We learn that the woman is Karen, a translator who ten years ago befriended a bohemian drama student named Biba. Biba has a brother, Rex who, in the present, has just been released from prison for an unnamed violent crime. Karen spends the summer after she graduates from college in Rex and Biba’s house bordering on one of London’s primeval forests. Karen feels alive in Biba’s presence, “…I felt as though I were being read and interpreted for the first time, unfolded and examined like a map left in a drawer for so long that its creases and pleats come permanently to describe their own typography. It was at once, unsettling and reassuring.” (pg. 29). The novel explains how the relationship between these three individuals developed and hanging over the narrative at all times is this “crime” – an ever present “Poison Tree”.
Kelly alternates between the past and the present with Karen describing both that one summer, how she and Rex became lovers, Biba’s unfettered personality and learning more about Rex and Biba’s complicated past and the present integrating Rex back into her life on the coast where she lives quietly with her daughter Alice. We know a crime as been committed but it takes a long time to understand exactly what really happened. Just when I thought I might have a glimmer, Kelly would incorporate another small tidbit into the narrative and I would be back at ground zero. And for those of you who read the last page or two of a book, doing so will not help you here. As a reader, I got the sense that I was walking through that primeval forest, cautiously stepping through the trees over uneven ground, not quite sure where I was going.
At the end of the novel, Kelly quotes William Blake’s “A Poison Tree”. The poem is very fitting to the book and after finishing, you truly can see why the poem fits and where the title of the book comes from.

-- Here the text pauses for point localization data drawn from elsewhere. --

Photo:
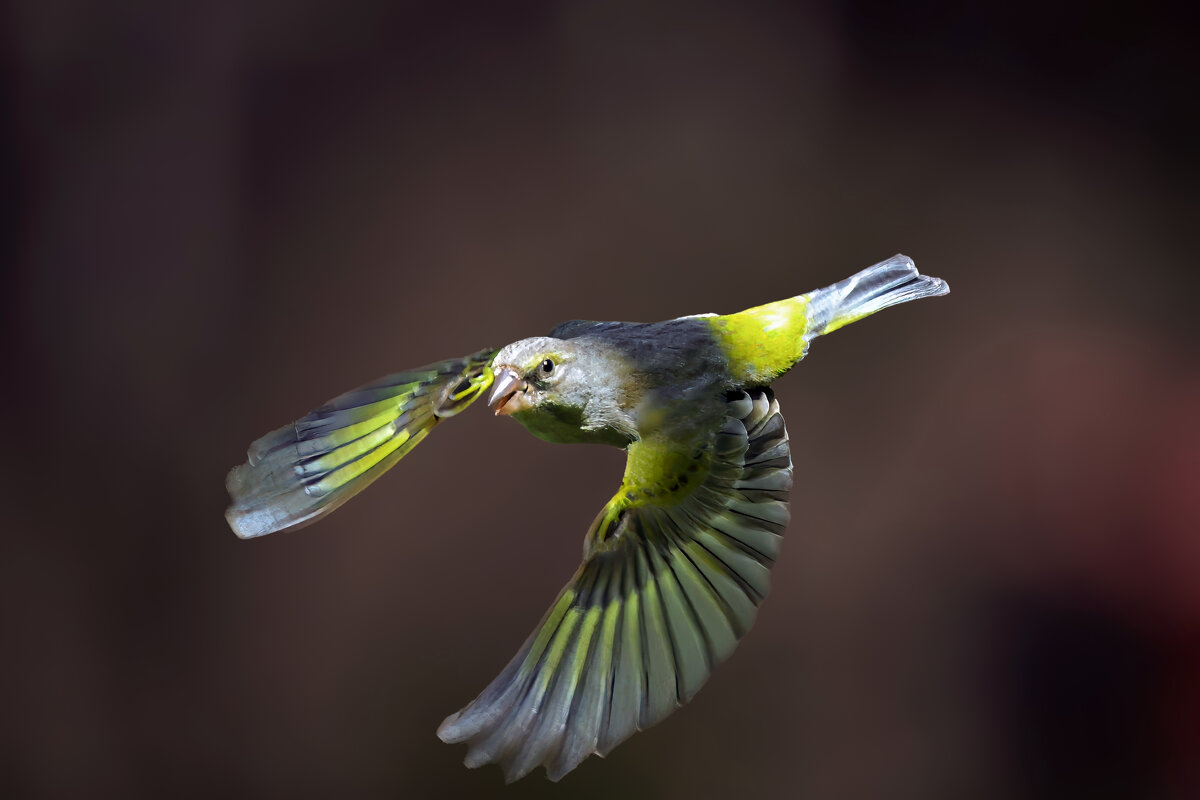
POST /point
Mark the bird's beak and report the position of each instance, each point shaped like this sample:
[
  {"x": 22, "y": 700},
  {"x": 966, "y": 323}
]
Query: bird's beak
[{"x": 508, "y": 392}]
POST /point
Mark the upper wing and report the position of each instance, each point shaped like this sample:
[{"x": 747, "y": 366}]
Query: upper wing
[
  {"x": 675, "y": 567},
  {"x": 304, "y": 470}
]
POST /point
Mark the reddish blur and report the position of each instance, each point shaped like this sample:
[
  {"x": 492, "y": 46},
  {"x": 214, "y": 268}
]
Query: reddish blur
[{"x": 231, "y": 212}]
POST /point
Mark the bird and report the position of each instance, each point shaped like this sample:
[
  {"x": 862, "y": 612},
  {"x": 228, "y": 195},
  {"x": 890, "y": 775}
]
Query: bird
[{"x": 675, "y": 565}]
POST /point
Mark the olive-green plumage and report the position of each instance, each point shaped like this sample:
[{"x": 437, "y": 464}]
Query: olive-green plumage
[{"x": 673, "y": 566}]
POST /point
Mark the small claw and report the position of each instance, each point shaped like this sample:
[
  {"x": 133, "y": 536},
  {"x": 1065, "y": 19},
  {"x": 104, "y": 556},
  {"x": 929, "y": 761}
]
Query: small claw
[{"x": 508, "y": 392}]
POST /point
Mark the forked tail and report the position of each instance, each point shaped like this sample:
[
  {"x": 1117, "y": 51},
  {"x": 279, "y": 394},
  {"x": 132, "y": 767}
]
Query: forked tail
[
  {"x": 763, "y": 342},
  {"x": 887, "y": 283}
]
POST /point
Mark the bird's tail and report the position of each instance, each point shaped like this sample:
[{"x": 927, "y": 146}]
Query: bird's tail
[
  {"x": 304, "y": 470},
  {"x": 763, "y": 342},
  {"x": 887, "y": 283}
]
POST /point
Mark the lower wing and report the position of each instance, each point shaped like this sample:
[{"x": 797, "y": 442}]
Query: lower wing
[
  {"x": 304, "y": 470},
  {"x": 675, "y": 569}
]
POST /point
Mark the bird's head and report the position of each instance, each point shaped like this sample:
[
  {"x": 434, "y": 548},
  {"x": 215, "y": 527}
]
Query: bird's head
[{"x": 562, "y": 390}]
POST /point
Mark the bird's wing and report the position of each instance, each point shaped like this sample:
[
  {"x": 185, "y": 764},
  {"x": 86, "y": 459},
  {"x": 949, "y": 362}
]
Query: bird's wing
[
  {"x": 675, "y": 567},
  {"x": 304, "y": 470}
]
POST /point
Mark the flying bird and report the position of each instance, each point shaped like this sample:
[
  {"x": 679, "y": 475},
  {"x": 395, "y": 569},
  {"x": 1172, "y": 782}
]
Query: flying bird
[{"x": 675, "y": 565}]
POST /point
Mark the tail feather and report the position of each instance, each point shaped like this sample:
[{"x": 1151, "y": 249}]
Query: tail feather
[{"x": 875, "y": 288}]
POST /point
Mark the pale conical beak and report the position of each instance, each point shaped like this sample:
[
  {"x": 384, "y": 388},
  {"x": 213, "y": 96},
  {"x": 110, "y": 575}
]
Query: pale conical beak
[{"x": 508, "y": 392}]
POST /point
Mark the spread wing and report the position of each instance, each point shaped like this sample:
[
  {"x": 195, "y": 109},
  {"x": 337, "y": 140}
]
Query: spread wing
[
  {"x": 304, "y": 470},
  {"x": 675, "y": 567}
]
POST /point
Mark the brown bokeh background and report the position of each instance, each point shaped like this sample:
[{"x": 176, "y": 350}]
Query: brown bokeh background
[{"x": 228, "y": 212}]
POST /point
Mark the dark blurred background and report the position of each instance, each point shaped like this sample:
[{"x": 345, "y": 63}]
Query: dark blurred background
[{"x": 223, "y": 214}]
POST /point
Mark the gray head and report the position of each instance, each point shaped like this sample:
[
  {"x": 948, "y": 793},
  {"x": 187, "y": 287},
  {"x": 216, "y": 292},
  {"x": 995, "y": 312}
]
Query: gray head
[{"x": 564, "y": 390}]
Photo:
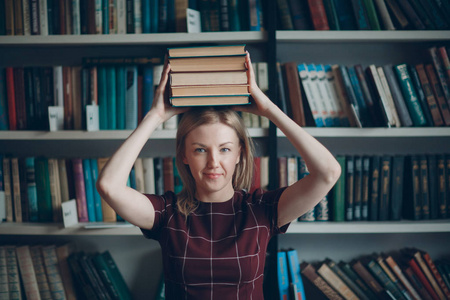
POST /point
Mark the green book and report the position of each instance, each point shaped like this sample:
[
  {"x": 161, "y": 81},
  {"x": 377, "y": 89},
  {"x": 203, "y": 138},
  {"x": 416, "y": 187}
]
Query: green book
[
  {"x": 45, "y": 211},
  {"x": 102, "y": 98},
  {"x": 410, "y": 95},
  {"x": 121, "y": 82},
  {"x": 339, "y": 193},
  {"x": 111, "y": 97}
]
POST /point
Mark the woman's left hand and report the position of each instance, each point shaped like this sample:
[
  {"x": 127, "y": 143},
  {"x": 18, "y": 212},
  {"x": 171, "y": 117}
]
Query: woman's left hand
[{"x": 260, "y": 103}]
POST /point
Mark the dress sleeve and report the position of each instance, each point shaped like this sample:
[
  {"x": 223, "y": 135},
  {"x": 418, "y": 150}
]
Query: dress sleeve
[
  {"x": 161, "y": 204},
  {"x": 269, "y": 201}
]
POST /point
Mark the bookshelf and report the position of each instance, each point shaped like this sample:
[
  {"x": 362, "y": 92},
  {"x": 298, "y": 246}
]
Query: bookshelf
[
  {"x": 316, "y": 241},
  {"x": 135, "y": 255}
]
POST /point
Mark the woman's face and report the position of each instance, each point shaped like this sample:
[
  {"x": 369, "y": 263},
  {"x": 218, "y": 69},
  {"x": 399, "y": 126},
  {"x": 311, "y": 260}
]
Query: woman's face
[{"x": 212, "y": 152}]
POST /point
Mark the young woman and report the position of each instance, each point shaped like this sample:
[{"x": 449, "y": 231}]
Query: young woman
[{"x": 214, "y": 234}]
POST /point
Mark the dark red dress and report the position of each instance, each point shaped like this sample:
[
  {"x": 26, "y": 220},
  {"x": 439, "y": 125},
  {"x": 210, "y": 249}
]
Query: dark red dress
[{"x": 219, "y": 251}]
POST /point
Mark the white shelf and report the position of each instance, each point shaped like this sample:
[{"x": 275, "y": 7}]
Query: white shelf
[
  {"x": 370, "y": 227},
  {"x": 58, "y": 229},
  {"x": 134, "y": 39},
  {"x": 361, "y": 36},
  {"x": 376, "y": 132},
  {"x": 97, "y": 135}
]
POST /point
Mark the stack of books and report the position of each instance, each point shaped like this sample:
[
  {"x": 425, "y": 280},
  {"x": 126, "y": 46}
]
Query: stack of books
[{"x": 208, "y": 75}]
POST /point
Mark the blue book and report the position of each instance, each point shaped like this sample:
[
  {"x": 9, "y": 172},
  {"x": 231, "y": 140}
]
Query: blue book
[
  {"x": 294, "y": 274},
  {"x": 111, "y": 95},
  {"x": 31, "y": 189},
  {"x": 121, "y": 85},
  {"x": 154, "y": 15},
  {"x": 145, "y": 10},
  {"x": 346, "y": 17},
  {"x": 233, "y": 13},
  {"x": 132, "y": 178},
  {"x": 97, "y": 198},
  {"x": 3, "y": 101},
  {"x": 105, "y": 16},
  {"x": 309, "y": 88},
  {"x": 360, "y": 101},
  {"x": 89, "y": 189},
  {"x": 147, "y": 90},
  {"x": 102, "y": 98},
  {"x": 283, "y": 276},
  {"x": 254, "y": 15},
  {"x": 131, "y": 106},
  {"x": 2, "y": 192}
]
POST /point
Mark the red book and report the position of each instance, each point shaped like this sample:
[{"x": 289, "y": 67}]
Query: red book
[
  {"x": 426, "y": 256},
  {"x": 80, "y": 190},
  {"x": 318, "y": 15},
  {"x": 11, "y": 98}
]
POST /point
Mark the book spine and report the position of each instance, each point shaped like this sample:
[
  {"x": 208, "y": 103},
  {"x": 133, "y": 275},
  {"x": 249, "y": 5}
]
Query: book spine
[
  {"x": 27, "y": 273},
  {"x": 437, "y": 91},
  {"x": 13, "y": 273},
  {"x": 53, "y": 273},
  {"x": 80, "y": 190},
  {"x": 410, "y": 95},
  {"x": 283, "y": 277}
]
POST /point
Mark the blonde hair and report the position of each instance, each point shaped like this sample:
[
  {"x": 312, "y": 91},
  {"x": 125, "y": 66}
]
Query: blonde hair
[{"x": 195, "y": 117}]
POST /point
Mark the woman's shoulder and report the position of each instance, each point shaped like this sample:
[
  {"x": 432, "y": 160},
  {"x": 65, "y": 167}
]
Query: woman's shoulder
[{"x": 259, "y": 195}]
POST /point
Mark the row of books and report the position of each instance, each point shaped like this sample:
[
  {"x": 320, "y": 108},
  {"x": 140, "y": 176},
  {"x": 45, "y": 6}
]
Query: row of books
[
  {"x": 379, "y": 188},
  {"x": 32, "y": 189},
  {"x": 363, "y": 15},
  {"x": 58, "y": 272},
  {"x": 40, "y": 17},
  {"x": 122, "y": 89},
  {"x": 407, "y": 273},
  {"x": 391, "y": 95}
]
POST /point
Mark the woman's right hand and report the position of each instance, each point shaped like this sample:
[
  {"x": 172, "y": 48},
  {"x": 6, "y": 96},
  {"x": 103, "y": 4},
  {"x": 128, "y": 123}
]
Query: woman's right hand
[{"x": 161, "y": 105}]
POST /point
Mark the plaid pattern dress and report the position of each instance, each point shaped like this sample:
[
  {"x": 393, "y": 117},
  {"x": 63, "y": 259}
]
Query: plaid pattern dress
[{"x": 219, "y": 251}]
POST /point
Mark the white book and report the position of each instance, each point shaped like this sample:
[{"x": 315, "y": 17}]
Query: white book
[
  {"x": 131, "y": 98},
  {"x": 172, "y": 123},
  {"x": 157, "y": 71},
  {"x": 390, "y": 99},
  {"x": 98, "y": 17},
  {"x": 263, "y": 76},
  {"x": 383, "y": 97},
  {"x": 292, "y": 171},
  {"x": 139, "y": 175},
  {"x": 121, "y": 16},
  {"x": 149, "y": 175},
  {"x": 58, "y": 87},
  {"x": 137, "y": 16},
  {"x": 26, "y": 16},
  {"x": 43, "y": 17},
  {"x": 76, "y": 22},
  {"x": 331, "y": 87},
  {"x": 325, "y": 94},
  {"x": 315, "y": 106}
]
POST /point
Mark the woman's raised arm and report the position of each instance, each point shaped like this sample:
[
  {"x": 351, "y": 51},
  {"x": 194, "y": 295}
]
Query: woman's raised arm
[{"x": 130, "y": 204}]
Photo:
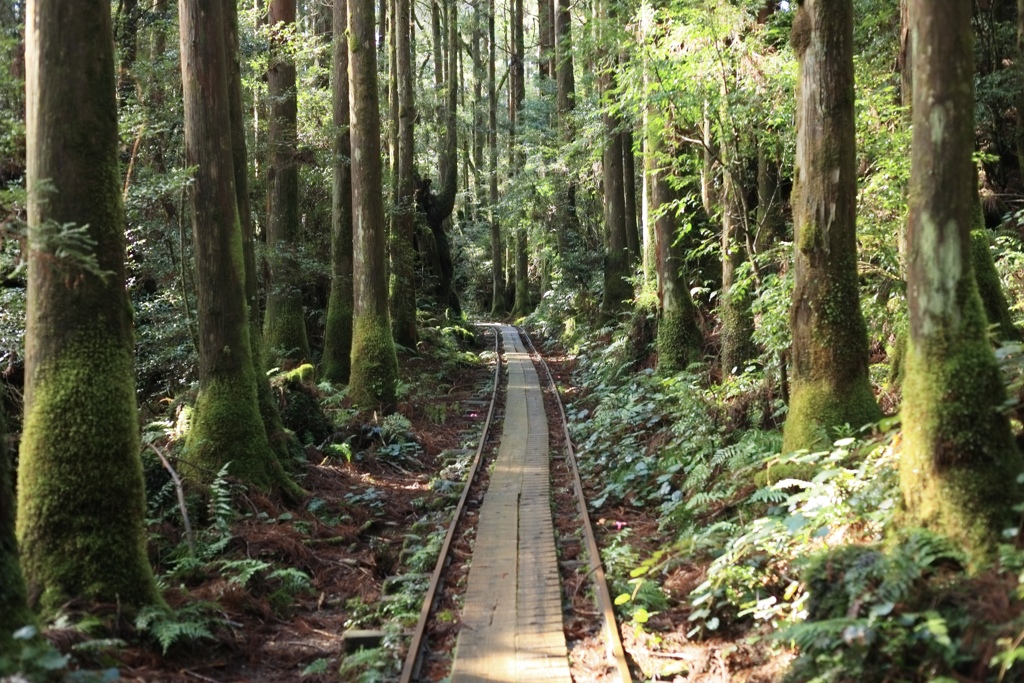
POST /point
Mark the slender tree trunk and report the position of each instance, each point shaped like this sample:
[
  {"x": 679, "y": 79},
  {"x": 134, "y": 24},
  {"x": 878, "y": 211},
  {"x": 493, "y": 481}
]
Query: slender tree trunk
[
  {"x": 81, "y": 503},
  {"x": 281, "y": 439},
  {"x": 630, "y": 197},
  {"x": 338, "y": 334},
  {"x": 375, "y": 368},
  {"x": 517, "y": 94},
  {"x": 403, "y": 219},
  {"x": 678, "y": 335},
  {"x": 960, "y": 465},
  {"x": 616, "y": 260},
  {"x": 284, "y": 323},
  {"x": 565, "y": 83},
  {"x": 226, "y": 426},
  {"x": 497, "y": 248},
  {"x": 829, "y": 383},
  {"x": 734, "y": 302},
  {"x": 770, "y": 221},
  {"x": 545, "y": 38},
  {"x": 14, "y": 610}
]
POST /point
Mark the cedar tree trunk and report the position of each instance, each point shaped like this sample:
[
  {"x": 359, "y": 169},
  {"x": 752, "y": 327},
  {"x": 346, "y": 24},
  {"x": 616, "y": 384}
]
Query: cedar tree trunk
[
  {"x": 829, "y": 383},
  {"x": 226, "y": 426},
  {"x": 338, "y": 334},
  {"x": 284, "y": 323},
  {"x": 81, "y": 502},
  {"x": 375, "y": 368},
  {"x": 960, "y": 465}
]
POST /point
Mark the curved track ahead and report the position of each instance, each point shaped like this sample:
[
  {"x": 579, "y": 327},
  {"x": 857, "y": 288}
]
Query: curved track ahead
[{"x": 512, "y": 617}]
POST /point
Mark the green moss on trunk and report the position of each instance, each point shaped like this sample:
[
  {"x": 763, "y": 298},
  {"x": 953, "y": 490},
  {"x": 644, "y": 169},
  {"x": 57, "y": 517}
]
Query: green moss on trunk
[
  {"x": 678, "y": 340},
  {"x": 375, "y": 368},
  {"x": 14, "y": 610},
  {"x": 617, "y": 290},
  {"x": 989, "y": 288},
  {"x": 284, "y": 322},
  {"x": 81, "y": 500},
  {"x": 228, "y": 428},
  {"x": 338, "y": 336},
  {"x": 960, "y": 464}
]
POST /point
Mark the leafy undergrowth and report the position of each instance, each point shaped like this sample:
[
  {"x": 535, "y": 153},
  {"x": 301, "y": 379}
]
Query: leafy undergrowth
[
  {"x": 263, "y": 592},
  {"x": 734, "y": 562}
]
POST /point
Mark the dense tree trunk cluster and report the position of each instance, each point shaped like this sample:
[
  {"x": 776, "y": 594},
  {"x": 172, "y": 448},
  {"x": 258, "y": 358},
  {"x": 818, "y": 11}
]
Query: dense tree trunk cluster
[{"x": 539, "y": 214}]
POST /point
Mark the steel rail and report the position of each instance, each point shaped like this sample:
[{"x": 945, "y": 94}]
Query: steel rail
[
  {"x": 412, "y": 664},
  {"x": 613, "y": 642}
]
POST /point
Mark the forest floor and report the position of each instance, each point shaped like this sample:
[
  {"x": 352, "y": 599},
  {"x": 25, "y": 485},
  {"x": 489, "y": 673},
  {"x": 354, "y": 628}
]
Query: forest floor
[{"x": 357, "y": 538}]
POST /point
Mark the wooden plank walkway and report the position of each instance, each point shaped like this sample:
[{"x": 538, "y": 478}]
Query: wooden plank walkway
[{"x": 512, "y": 619}]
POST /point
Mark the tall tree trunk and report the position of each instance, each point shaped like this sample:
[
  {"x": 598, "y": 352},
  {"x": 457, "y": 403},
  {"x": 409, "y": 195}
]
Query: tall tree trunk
[
  {"x": 678, "y": 335},
  {"x": 375, "y": 368},
  {"x": 630, "y": 197},
  {"x": 338, "y": 334},
  {"x": 14, "y": 610},
  {"x": 281, "y": 439},
  {"x": 829, "y": 383},
  {"x": 517, "y": 94},
  {"x": 960, "y": 465},
  {"x": 734, "y": 302},
  {"x": 284, "y": 322},
  {"x": 565, "y": 83},
  {"x": 226, "y": 426},
  {"x": 616, "y": 260},
  {"x": 546, "y": 38},
  {"x": 403, "y": 218},
  {"x": 497, "y": 248},
  {"x": 81, "y": 504}
]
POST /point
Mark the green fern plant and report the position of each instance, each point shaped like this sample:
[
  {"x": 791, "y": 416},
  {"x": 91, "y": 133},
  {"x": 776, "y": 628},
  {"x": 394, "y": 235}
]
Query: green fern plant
[{"x": 190, "y": 623}]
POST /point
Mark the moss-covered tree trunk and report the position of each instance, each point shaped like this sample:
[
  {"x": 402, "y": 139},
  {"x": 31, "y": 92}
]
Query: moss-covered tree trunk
[
  {"x": 678, "y": 336},
  {"x": 960, "y": 465},
  {"x": 81, "y": 500},
  {"x": 630, "y": 199},
  {"x": 565, "y": 101},
  {"x": 989, "y": 288},
  {"x": 14, "y": 610},
  {"x": 829, "y": 381},
  {"x": 403, "y": 217},
  {"x": 283, "y": 442},
  {"x": 375, "y": 368},
  {"x": 734, "y": 301},
  {"x": 284, "y": 322},
  {"x": 522, "y": 304},
  {"x": 338, "y": 332},
  {"x": 227, "y": 425},
  {"x": 617, "y": 290},
  {"x": 497, "y": 247}
]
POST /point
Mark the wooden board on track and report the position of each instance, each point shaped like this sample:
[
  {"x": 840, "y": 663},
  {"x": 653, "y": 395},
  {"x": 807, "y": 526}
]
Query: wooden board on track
[{"x": 512, "y": 619}]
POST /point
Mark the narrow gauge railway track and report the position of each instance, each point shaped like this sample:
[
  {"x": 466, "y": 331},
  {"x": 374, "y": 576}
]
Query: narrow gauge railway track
[{"x": 503, "y": 638}]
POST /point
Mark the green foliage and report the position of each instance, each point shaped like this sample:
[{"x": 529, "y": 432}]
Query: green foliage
[
  {"x": 194, "y": 622},
  {"x": 36, "y": 660}
]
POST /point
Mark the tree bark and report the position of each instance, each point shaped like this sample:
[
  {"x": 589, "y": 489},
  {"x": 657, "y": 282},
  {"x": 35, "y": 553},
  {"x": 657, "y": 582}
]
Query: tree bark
[
  {"x": 81, "y": 503},
  {"x": 14, "y": 610},
  {"x": 403, "y": 218},
  {"x": 630, "y": 197},
  {"x": 497, "y": 248},
  {"x": 960, "y": 465},
  {"x": 284, "y": 322},
  {"x": 616, "y": 257},
  {"x": 375, "y": 368},
  {"x": 283, "y": 442},
  {"x": 338, "y": 333},
  {"x": 678, "y": 339},
  {"x": 734, "y": 302},
  {"x": 226, "y": 426},
  {"x": 829, "y": 382}
]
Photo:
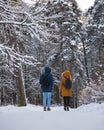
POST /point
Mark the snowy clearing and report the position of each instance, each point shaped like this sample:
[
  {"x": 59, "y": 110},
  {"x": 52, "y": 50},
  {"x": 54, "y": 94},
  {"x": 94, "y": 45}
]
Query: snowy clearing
[{"x": 31, "y": 117}]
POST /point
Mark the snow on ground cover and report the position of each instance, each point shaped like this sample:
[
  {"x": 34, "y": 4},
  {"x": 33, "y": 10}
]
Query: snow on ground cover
[{"x": 31, "y": 117}]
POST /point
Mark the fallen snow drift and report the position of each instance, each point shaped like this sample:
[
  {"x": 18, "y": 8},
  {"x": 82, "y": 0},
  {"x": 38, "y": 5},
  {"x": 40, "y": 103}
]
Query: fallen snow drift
[{"x": 31, "y": 117}]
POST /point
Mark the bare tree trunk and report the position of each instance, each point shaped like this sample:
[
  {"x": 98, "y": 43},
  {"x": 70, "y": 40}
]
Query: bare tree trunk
[
  {"x": 20, "y": 87},
  {"x": 85, "y": 58}
]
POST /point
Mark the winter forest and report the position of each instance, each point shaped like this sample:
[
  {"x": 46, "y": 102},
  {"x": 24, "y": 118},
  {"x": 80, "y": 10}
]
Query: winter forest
[{"x": 54, "y": 33}]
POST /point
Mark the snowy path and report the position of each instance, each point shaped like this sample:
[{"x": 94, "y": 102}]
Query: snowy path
[{"x": 90, "y": 117}]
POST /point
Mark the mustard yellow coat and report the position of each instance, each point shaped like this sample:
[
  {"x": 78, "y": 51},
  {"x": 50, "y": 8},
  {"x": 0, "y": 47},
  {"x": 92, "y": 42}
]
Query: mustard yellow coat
[{"x": 62, "y": 89}]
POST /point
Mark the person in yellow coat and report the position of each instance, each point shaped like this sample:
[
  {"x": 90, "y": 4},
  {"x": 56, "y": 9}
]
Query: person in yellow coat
[{"x": 65, "y": 92}]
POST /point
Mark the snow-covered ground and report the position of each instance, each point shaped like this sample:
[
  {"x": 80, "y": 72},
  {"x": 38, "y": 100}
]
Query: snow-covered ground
[{"x": 31, "y": 117}]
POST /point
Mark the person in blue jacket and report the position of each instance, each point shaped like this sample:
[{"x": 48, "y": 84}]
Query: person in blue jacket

There are brief echoes to the poem scattered throughout the novel, “I suddenly felt hot and suffocated for reasons that had nothing to do with the closed windows. The first real shaft of sun brought a new heat that filtered through the ivy that grew against the window. The leaves pressed against the pane, poison-bottle green, the size and shape of human hearts.” (pg. 182). When I was finished I still was still left wondering – what would I do to protect my family? Is there a little poison in all of us?
I must admit that at first I struggled with this book as I felt the novelist was a little heavy-handed with her metaphors and similes. However, as I read along, the writing got tighter, almost like we were spiraling inward to the center closer and closer to understanding. This feeling I had certainly attests to Kelly’s skill. I look forward to seeing what she comes up with next – I think she can only get better especially with such a fine beginning.
[…] The Poison Tree by Erin Kelly […]
A piece of eriudtion unlike any other!